IF is the average number of citations from a journal divided by the number of articles published by a journal. To game the IF system, savvy journals aim to publish highly cited articles and dismiss manuscripts that might not be cited as much. Despite being driven by subjective editorial policies, IF has become synonymous with scientific prestige. Both for luxury journals themselves and the authors who achieve a luxury byline.

If we’re looking for predictive proxies of an individual’s performance what does a high-IF publication tell us?

A ‘normal’ peer-reviewed publication indicates a researcher has narratively completed a research project. A ‘luxury’ peer-reviewed publication indicates a researcher has narratively completed a research project that IF-savvy editorial staff guess will be highly cited. The difference is not the quality of the science – but the subjective citability of the article. 

This is important because luxury publications are now required for career progression. Both with grant allocation and faculty hiring.
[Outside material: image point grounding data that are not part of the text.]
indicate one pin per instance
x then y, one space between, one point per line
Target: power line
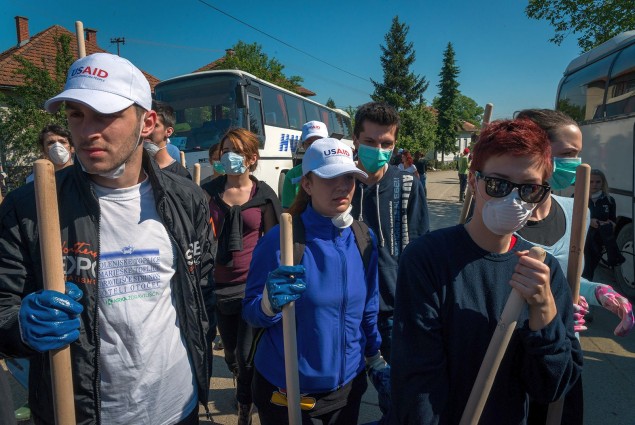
283 42
175 46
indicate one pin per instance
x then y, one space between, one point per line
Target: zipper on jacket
343 305
203 398
97 381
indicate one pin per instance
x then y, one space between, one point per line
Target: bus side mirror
241 96
241 93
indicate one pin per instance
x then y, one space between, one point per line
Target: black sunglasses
528 192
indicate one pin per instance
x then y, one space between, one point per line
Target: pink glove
580 310
616 304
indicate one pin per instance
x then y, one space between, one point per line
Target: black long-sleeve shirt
450 295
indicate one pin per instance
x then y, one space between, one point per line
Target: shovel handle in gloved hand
49 320
495 351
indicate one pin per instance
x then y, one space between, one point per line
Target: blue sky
504 57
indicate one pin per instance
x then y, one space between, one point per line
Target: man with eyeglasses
453 284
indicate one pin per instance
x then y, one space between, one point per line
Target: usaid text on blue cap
337 151
96 72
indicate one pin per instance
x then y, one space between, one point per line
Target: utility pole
118 40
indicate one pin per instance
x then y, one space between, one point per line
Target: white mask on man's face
58 154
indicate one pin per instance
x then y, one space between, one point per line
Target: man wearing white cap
336 298
135 244
311 131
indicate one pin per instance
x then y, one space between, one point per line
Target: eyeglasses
528 192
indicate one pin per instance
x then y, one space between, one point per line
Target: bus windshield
204 107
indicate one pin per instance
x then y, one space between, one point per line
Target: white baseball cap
329 158
104 82
312 129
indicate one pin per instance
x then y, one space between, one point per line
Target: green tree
593 21
467 109
24 116
250 58
401 88
448 118
418 129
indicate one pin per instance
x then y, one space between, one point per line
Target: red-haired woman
407 163
453 284
242 209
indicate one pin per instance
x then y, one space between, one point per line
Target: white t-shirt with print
146 375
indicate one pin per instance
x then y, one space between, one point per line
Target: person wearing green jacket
311 131
464 165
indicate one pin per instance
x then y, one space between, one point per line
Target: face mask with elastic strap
58 154
373 158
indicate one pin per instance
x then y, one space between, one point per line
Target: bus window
345 125
204 109
276 111
255 119
324 117
296 112
621 93
312 112
582 94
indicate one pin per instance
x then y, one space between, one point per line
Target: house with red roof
40 49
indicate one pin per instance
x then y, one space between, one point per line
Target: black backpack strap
299 239
363 241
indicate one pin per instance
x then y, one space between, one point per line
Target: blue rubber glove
379 373
49 319
283 286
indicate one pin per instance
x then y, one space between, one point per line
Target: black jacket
396 209
603 208
183 209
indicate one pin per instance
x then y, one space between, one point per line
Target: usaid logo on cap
87 71
338 151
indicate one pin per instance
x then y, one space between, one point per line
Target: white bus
208 103
598 91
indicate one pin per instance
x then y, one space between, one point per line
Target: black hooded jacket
183 210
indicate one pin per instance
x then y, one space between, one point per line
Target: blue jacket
336 317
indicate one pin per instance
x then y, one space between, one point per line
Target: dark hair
245 141
519 137
55 129
215 148
377 112
548 119
301 200
164 112
406 158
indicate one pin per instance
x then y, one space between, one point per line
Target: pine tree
401 88
24 115
448 118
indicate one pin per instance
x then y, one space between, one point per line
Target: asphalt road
609 370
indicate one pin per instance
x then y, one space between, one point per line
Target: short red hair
520 137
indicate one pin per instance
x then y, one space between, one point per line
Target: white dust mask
504 216
342 221
58 154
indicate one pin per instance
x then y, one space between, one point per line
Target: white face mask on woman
58 154
503 216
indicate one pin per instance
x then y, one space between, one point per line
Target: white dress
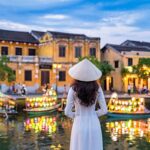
86 131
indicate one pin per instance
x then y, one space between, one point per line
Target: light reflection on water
53 133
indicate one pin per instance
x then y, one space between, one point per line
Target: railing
45 60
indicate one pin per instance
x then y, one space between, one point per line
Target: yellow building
125 55
38 58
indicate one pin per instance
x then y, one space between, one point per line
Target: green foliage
104 66
144 61
124 72
142 69
5 71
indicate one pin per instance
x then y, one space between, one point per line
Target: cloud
55 16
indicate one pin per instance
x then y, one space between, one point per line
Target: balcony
45 60
30 59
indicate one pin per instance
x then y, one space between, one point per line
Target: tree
6 73
104 66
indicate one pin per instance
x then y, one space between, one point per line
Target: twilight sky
114 21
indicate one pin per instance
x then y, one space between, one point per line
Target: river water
52 132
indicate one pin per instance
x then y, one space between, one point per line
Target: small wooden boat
134 108
7 106
42 105
41 111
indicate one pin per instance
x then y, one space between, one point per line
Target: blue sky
112 20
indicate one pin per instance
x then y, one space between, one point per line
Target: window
62 51
77 52
28 75
18 51
93 52
4 50
32 52
116 64
130 61
14 72
62 75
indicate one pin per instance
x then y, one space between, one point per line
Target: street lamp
56 68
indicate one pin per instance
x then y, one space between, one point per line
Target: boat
7 105
130 108
42 105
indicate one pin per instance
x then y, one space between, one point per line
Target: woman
84 93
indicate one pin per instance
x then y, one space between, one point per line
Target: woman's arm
101 100
70 104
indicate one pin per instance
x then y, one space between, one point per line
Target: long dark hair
86 91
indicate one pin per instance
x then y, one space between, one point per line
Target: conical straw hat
85 71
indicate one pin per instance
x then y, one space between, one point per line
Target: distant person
145 90
13 88
129 89
23 90
84 93
65 91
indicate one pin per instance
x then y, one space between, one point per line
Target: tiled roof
37 34
17 36
121 48
55 34
66 35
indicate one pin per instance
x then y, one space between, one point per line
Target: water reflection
132 128
39 124
53 133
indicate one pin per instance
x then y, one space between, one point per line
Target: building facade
38 58
125 55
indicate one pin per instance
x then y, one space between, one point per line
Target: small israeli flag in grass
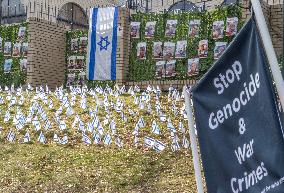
101 59
97 138
11 137
86 139
149 142
118 142
107 139
64 140
159 146
27 138
155 128
175 147
56 138
185 142
41 138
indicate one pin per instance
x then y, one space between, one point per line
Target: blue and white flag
101 59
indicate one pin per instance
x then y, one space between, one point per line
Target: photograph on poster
80 62
181 49
83 43
218 30
169 50
170 68
22 33
193 67
158 50
25 49
135 29
219 49
141 50
232 26
17 50
160 69
193 30
8 65
7 48
71 63
150 29
70 79
74 45
203 49
171 28
81 78
23 64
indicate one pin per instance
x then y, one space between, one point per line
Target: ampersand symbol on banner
242 126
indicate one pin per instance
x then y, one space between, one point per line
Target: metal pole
268 46
0 12
193 143
282 38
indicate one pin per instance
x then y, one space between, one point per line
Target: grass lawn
53 168
76 167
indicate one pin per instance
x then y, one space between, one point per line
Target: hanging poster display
219 49
17 50
141 50
171 28
193 66
193 30
8 65
232 26
158 50
203 49
25 49
181 49
170 68
80 63
74 45
21 33
83 43
218 30
7 48
169 50
135 29
150 29
160 69
71 62
23 64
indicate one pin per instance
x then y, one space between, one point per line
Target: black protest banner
238 123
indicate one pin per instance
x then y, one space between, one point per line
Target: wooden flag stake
193 143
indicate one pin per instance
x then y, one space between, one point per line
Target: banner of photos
13 51
179 48
76 62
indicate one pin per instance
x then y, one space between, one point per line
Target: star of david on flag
103 43
101 58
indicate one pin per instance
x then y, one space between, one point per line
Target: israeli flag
101 59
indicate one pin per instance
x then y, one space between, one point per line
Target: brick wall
46 59
123 48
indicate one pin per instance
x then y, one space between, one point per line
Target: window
73 15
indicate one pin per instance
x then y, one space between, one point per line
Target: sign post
193 142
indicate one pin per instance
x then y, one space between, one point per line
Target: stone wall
273 13
46 58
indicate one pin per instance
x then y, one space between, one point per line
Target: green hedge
140 70
16 77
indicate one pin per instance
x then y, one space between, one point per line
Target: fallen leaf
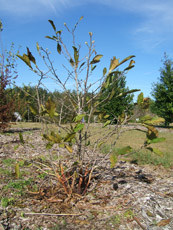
163 222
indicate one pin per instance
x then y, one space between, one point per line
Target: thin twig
53 214
139 223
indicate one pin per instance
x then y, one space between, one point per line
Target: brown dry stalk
139 223
53 214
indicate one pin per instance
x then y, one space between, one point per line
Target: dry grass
133 138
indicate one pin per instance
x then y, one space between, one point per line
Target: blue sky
143 28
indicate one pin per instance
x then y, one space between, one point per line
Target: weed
8 161
5 201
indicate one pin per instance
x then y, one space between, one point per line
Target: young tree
162 92
83 103
7 73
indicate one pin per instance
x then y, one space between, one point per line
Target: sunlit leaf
93 67
79 117
104 71
30 56
106 123
59 48
155 121
156 140
25 58
114 63
113 160
96 59
69 137
82 65
52 24
21 138
17 170
50 107
71 62
76 55
152 133
156 151
163 222
69 148
124 150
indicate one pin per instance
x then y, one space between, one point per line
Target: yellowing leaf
17 170
114 63
113 160
25 58
96 59
163 222
50 107
69 148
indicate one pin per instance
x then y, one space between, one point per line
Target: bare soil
127 196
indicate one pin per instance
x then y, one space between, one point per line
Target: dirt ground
127 196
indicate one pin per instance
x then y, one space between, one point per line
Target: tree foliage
117 104
163 92
7 73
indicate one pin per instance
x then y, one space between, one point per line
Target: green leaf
49 145
25 58
128 92
106 116
124 150
69 137
59 48
17 170
113 160
93 67
129 67
30 56
78 127
106 123
82 65
100 143
104 71
152 133
69 148
76 55
156 151
50 107
33 110
156 140
114 63
21 138
79 117
145 118
52 24
96 59
155 121
38 47
71 62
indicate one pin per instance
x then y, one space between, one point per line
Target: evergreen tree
163 92
117 105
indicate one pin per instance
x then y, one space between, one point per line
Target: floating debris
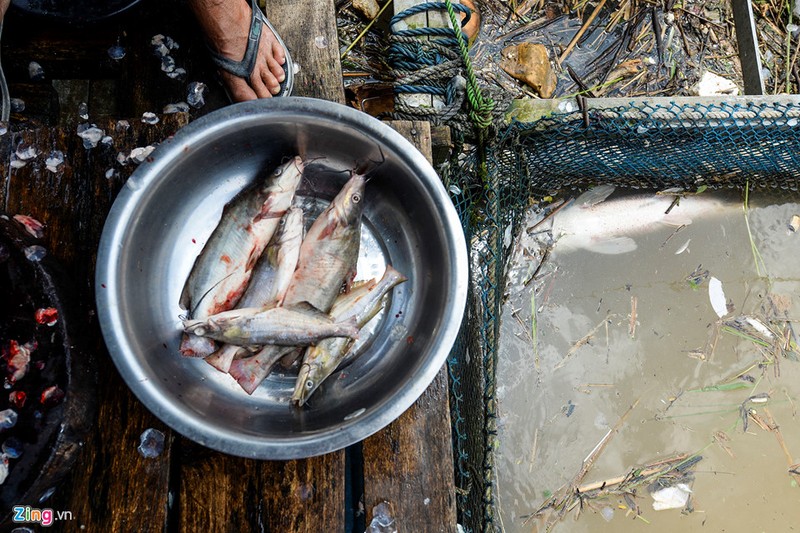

Funding bodies and host institutions use luxury journal publications as precocious proxies for future impact. 

I see several problems with this approach. Firstly, whether an article get sent for external peer-review at a luxury journal (the first barrier to publication) is a decision often made by journalists – not active scientists. Their incentive is to keep IF high – not to publish the highest quality science. Secondly, for many funding bodies/institutes, one paper in a high-IF journal seems to be enough. You’ve got a single Nature/Science/Cell paper? Then you’ve produced something an IF-savvy editorial board deems citable. Climb over your peers. You’re in the club.

However, there is a difference between a paper in a high-impact journal and a high-impact paper. The real problem with lauding papers in luxury journals is that it presumes the former guarantees the later. It’s an indirect proxy used as a direct predictive metric. 

One big paper is not a pattern of success. It’s a huge achievement for any scientist – and one day I’d love to grace such a podium (mainly for the wide exposure) – but it’s a single datapoint. Probably even an outlier. Big papers often have a ‘right-place, right-time’ whiff to them and are influenced by transient fashion. Again there is nothing wrong with this at a personal level. Being fashionable in the right-place, at the right-time is commendable.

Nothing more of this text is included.